E. Service documentation and requirements.
1. Providers shall include signed and dated documentation of the following in each individual's record:
a. The provider's plan for supports per requirements detailed in 12VAC30-122-120.
b. Supporting documentation that is developed (or revised, in the case of a request for an extension) and submitted to the support coordinator for authorization within 72 hours of the face-to-face assessment or reassessment.
c. Documentation indicating the dates and times of service, the amount and type of service provided, and specific information about the individual's responses to service in the supporting documentation.
d. Documentation of provider qualifications that is maintained for review by DMAS or DBHDS staff and provided upon request from either agency.
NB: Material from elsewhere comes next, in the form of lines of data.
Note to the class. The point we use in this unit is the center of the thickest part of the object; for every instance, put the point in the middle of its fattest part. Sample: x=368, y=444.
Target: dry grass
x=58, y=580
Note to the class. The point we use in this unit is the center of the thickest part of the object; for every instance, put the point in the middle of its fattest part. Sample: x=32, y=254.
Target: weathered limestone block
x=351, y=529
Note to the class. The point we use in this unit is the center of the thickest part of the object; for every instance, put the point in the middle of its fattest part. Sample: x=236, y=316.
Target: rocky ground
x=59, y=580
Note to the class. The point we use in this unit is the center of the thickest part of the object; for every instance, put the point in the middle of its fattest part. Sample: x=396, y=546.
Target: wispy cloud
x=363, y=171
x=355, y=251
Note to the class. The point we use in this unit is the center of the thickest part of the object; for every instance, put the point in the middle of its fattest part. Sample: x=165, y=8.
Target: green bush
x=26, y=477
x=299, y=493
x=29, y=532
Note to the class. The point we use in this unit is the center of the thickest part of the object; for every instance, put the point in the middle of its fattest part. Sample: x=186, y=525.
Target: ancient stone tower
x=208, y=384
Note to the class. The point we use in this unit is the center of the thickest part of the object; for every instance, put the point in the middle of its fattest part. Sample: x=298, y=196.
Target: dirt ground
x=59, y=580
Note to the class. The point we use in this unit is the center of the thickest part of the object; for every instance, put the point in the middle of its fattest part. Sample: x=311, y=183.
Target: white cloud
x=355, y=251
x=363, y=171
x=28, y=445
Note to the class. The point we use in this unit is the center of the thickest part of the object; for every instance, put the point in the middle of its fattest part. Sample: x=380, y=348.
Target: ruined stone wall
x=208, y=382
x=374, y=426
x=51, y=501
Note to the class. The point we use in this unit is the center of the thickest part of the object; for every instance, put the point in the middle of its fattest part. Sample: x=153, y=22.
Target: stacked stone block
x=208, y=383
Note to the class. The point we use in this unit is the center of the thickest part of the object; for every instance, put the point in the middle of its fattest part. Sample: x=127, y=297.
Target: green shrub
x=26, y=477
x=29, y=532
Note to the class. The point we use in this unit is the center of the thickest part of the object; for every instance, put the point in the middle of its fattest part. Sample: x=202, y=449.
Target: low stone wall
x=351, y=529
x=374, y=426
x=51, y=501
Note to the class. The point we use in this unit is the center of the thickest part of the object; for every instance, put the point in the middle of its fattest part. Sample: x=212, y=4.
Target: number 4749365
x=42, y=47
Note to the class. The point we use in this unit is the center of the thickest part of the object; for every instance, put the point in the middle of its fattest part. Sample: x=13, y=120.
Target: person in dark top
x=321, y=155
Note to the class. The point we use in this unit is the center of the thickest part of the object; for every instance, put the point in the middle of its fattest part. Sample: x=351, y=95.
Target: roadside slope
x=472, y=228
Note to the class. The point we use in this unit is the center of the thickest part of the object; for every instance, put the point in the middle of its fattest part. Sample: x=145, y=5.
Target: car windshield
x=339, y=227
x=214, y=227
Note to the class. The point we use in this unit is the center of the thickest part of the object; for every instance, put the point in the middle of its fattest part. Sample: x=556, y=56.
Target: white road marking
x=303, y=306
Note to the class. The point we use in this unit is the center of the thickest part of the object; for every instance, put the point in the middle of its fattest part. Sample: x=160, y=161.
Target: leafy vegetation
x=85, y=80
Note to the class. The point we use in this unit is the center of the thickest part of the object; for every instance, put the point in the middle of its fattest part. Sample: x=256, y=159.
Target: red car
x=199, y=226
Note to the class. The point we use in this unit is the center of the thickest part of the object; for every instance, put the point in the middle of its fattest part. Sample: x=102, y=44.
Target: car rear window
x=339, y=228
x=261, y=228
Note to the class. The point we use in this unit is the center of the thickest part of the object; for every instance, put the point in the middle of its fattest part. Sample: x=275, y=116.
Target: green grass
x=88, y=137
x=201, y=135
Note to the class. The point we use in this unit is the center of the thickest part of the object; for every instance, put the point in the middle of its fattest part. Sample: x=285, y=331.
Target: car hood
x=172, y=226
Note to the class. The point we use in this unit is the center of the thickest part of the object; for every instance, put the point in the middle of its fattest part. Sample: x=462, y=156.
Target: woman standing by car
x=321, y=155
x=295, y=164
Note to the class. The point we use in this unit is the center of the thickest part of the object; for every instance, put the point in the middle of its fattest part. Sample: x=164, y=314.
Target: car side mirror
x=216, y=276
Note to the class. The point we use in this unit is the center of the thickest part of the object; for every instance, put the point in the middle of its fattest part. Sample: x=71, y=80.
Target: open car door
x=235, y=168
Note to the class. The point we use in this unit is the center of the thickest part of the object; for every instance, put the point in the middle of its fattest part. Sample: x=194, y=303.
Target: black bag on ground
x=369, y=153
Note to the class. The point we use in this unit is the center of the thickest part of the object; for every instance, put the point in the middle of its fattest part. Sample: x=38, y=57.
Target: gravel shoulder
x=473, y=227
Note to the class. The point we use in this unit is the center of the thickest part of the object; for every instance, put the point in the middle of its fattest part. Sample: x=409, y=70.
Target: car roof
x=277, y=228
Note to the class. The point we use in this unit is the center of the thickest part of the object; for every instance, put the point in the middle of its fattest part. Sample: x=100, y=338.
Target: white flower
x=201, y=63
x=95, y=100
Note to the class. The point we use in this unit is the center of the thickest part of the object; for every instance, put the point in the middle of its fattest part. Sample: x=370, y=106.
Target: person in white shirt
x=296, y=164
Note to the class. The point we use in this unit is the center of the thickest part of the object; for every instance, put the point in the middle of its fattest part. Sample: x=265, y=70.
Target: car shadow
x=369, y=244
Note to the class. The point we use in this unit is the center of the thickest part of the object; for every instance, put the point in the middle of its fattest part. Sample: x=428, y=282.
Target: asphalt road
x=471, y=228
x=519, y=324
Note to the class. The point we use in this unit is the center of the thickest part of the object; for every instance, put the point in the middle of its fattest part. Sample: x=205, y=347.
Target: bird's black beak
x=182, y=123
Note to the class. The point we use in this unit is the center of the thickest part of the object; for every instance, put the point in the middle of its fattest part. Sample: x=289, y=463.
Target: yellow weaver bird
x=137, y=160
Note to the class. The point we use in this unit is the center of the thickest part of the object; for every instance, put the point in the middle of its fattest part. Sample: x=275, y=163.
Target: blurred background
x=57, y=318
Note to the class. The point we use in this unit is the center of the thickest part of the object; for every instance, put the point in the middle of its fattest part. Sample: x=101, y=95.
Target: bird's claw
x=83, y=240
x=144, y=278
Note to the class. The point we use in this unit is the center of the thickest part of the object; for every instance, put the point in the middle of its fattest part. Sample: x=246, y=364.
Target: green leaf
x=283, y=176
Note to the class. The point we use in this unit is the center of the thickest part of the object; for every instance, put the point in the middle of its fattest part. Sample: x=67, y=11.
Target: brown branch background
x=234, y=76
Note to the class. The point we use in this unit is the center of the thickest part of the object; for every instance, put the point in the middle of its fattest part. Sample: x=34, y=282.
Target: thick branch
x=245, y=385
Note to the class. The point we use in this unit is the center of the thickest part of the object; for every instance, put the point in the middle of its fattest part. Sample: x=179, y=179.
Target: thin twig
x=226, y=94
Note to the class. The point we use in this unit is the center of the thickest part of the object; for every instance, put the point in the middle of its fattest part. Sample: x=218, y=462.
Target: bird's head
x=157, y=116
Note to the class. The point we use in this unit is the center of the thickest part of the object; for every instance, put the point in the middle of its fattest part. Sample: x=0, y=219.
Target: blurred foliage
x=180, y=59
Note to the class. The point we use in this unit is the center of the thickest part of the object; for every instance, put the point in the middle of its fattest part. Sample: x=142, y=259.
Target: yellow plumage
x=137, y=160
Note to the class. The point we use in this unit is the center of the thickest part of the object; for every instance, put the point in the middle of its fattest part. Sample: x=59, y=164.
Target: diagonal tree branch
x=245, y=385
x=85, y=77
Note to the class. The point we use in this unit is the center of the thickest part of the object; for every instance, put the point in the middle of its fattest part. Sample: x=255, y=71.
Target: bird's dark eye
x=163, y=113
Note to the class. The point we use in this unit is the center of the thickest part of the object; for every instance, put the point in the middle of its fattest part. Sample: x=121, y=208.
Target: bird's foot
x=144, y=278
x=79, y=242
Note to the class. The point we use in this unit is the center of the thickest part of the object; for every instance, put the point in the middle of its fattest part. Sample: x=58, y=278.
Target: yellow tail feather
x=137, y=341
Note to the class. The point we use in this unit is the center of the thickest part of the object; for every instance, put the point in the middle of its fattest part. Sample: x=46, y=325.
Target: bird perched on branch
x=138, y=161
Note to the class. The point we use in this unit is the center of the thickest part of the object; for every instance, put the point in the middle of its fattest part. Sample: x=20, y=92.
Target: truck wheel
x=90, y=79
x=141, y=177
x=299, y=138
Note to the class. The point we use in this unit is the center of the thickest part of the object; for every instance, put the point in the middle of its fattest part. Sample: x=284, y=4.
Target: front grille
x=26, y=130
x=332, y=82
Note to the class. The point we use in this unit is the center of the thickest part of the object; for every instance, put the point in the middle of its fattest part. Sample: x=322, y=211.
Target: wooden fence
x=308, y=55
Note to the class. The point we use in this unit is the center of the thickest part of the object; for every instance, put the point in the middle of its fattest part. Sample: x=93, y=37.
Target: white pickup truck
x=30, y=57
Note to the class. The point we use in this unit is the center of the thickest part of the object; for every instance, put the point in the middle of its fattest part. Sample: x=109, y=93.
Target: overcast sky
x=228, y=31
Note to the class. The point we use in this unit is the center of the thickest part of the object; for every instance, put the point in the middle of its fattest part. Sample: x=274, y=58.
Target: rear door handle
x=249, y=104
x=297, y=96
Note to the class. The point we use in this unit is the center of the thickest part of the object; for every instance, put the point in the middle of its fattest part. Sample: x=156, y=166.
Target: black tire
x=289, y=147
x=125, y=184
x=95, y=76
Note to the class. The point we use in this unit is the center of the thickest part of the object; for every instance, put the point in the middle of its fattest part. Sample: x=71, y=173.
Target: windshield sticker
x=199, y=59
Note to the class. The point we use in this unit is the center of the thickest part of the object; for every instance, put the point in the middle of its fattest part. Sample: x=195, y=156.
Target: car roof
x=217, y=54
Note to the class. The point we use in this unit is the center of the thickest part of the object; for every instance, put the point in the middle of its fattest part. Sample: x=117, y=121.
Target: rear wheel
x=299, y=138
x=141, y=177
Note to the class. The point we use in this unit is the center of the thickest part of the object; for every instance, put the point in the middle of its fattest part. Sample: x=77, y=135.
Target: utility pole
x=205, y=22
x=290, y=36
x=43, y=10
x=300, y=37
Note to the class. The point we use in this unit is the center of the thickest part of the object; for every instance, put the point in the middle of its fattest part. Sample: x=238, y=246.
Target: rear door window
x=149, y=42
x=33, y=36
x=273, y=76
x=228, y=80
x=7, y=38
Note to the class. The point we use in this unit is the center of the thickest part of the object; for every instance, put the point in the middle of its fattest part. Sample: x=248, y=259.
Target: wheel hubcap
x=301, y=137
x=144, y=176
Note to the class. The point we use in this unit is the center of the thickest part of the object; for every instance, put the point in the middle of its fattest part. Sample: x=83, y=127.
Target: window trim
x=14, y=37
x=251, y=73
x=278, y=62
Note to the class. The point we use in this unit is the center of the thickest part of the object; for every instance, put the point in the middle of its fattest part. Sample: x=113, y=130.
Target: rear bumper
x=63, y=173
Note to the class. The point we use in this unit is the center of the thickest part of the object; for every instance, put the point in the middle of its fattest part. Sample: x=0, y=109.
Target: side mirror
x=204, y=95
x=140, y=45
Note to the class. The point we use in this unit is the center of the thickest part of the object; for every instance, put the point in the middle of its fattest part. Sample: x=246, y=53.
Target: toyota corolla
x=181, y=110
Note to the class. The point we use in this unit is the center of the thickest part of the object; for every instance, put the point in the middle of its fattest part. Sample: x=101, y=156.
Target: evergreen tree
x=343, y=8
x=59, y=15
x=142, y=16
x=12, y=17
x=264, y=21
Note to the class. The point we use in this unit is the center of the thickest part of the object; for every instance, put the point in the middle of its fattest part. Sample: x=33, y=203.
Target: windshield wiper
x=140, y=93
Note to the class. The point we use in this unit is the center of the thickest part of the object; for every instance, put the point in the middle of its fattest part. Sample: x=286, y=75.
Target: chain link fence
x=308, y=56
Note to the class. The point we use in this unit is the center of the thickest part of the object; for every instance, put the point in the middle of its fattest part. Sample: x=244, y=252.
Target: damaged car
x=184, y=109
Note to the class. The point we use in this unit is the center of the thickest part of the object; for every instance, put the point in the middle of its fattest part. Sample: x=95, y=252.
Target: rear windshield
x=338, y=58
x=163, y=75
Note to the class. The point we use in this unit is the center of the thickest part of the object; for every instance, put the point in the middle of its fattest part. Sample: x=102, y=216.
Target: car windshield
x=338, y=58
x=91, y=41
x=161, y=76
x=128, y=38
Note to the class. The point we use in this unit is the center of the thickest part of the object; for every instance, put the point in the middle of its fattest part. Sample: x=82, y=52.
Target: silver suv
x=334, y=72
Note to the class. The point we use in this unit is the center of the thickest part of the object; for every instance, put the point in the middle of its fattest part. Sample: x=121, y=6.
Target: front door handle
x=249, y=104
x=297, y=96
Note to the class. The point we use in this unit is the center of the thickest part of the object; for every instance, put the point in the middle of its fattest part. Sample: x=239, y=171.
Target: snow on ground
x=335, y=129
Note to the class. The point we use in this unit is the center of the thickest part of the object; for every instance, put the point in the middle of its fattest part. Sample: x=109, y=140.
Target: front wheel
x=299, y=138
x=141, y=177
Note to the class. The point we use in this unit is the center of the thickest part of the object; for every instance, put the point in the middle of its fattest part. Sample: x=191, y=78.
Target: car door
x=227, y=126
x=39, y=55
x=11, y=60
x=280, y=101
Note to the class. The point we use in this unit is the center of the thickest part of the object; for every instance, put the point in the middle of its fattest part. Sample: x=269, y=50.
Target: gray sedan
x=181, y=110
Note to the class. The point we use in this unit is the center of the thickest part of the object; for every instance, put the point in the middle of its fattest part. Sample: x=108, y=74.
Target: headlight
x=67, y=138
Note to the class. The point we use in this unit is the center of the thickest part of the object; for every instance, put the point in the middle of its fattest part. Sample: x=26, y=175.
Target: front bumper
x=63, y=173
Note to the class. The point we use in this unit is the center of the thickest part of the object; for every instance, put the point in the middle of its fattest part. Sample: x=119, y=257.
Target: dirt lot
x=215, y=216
e. Documentation as detailed in 12VAC30-122-120. Data shall be collected as described in the plan for supports, analyzed to determine if the strategies are effective, summarized, then clearly documented in the progress notes or support checklist.
f. Documentation to support units of service delivered, and the documentation shall correspond with billing. Providers shall maintain separate documentation for each type of service rendered for an individual. Documentation shall include all correspondence and contacts related to the individual.
g. Documentation that is maintained for routine supervision and oversight of all service provided by direct support professional staff. All significant contacts shall be documented and dated.
2. Supervision of DSPs shall be provided consistent with the requirements in 12VAC30-122-120 by a supervisor meeting the requirements of 12VAC35-105-590. Providers shall make available for inspection documentation of supervision, and this documentation shall be completed and signed by the staff person designated to perform the supervision and oversight. This documentation shall include, at a minimum, the following: (i) date of contact or observation, (ii) person contacted or observed, (iii) a summary about the direct support professional's performance and service delivery, and (iv) any action planned or taken to correct problems identified during supervision and oversight.
3. Provider documentation shall support all claims submitted for DMAS reimbursement. Claims for payment that are not supported by supporting documentation shall be subject to recovery by DMAS or its designee as a result of utilization reviews or audits.
Statutory Authority
§ 32.1-325 of the Code of Virginia; 42 USC § 1396 et seq.
Historical Notes
Derived from Virginia Register Volume 37, Issue 14, eff. March 31, 2021.